### MD模拟研究MFI沸石晶体双模板剂择优生长机理

1. 复旦大学化学系 上海市分子催化与新材料重点实验室 上海 200433
• 投稿日期:2012-03-04 发布日期:2012-05-29
• 通讯作者: 龙英才 E-mail:yclong@fudan.edu.cn
• 基金资助:
项目受国家基础研究发展计划(No. 2003CB615801)和国家自然科学基金(Nos. 20073010, 20025310)资助.

### Growth Mechanism Study on b-axis Oriented MFI Zeolite with MD Simulation

Yu Hui, Guo Juan, Wang Jing, Long Yingcai

1. Shanghai Key Laboratory of Molecular Catalysis and Innovative Materials, Department of Chemistry, Fudan University, Shanghai 200433
• Received:2012-03-04 Published:2012-05-29
• Supported by:
Project supported by the Basic Research Program of China (No. 2003CB615801) and the National Natural Science Foundation of China (Nos. 20073010, 20025310).

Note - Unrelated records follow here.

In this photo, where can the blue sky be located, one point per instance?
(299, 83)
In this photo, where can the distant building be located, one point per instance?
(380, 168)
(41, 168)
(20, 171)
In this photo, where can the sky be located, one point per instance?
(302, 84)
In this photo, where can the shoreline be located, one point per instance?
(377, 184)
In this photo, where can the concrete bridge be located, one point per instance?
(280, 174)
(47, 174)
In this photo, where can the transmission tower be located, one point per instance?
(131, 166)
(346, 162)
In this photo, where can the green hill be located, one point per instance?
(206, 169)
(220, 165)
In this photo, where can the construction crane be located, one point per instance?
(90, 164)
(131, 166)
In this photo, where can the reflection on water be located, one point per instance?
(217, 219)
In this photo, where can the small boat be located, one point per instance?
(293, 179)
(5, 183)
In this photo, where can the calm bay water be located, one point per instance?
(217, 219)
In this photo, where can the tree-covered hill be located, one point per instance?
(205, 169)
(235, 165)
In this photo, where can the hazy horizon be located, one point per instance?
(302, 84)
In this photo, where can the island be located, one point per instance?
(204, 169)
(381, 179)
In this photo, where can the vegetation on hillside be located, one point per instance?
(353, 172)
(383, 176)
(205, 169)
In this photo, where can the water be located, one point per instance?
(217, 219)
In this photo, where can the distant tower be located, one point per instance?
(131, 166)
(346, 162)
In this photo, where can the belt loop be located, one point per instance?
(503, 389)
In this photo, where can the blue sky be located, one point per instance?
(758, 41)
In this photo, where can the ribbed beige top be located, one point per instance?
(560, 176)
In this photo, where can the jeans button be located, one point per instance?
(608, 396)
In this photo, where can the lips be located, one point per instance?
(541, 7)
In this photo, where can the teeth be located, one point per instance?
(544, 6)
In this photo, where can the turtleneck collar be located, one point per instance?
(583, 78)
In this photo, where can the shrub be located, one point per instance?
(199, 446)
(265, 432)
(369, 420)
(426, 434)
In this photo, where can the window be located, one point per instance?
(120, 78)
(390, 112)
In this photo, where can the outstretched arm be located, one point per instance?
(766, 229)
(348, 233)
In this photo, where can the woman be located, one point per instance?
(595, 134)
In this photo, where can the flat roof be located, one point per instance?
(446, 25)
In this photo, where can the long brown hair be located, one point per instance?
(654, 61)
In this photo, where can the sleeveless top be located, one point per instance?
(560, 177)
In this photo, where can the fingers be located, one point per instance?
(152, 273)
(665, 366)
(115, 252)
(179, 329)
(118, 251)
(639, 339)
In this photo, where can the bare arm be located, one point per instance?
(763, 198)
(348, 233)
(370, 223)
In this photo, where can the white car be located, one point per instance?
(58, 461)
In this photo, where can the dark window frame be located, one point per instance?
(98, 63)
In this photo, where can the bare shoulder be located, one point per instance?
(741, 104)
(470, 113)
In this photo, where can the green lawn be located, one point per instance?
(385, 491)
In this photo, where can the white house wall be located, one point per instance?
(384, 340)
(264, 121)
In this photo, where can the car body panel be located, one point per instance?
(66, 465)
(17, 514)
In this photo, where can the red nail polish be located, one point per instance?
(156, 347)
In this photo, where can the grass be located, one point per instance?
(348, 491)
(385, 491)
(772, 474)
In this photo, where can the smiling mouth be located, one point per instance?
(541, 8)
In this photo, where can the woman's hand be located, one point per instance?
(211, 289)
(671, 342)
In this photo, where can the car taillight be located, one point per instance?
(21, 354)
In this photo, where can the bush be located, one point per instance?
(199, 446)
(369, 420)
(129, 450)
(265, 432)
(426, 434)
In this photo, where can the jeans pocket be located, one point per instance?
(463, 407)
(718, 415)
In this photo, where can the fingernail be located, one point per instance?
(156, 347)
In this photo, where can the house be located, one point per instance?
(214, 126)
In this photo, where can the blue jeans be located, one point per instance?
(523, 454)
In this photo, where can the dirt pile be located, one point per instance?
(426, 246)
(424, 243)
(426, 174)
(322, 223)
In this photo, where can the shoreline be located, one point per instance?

Co-templating role in the growth of b-axis oriented siliceous MFI type zeolite crystals was studied by molecular dynamic (MD) simulation. A siliceous supercell consisting of 2×2×2 unit cell is adopted as the inner part of the simulated structure for the zeolite. The crystal structures, adopted as simulated growing part of the zeolite, are four cleavage surface models along a or b axis individually, which cleaved from a supercell consisting of 1×1×2 unit cell and the Si-O hanging bonds are saturated by H atoms. The dynamic behaviors of two templates (n-propylamine and hexamethylene tetramine) in the cages of channel intersections and the opening channel windows were investigated with NVT MD simulations in 450 K for 5×105 fs each run, using pcff forcefields. The simulations were performed by Discover module from Accelrys Material Studio. The interaction energies between the templates and the zeolite, and the average values of coordinates imaging the trajectories of the templates in times of whole MD simulation, are used as two indicators for investigating the dynamic adsorption sites and the size match with the channel wall for the templates. The results indicate: (1) hexamethylene tetramine (HMTA) molecule is hold at the opening window of the channel along a axis (site I) and extruded out of the opening window of channel along b axis (site III) to nearby crystal-growing site (site IV); (2) mean-squared-displacement (MSD) analysis reveals that strong interaction exists between n-propylamine molecule and the zeolite because of the fact that N-atom is sticking to the adsorption site while other atoms of the molecule are rotating and moving with freedom. On the other hand, all atoms of HMTA molecule are almost frozen in the constrained space of the channel cage. As an evidently deduction, n-propylamine molecules play a major directing role in the formation and the growth of the zeolite crystals, while HMTA molecules promote the growth of the crystal surface along a axis and impede the growth of the crystal surface along b axis.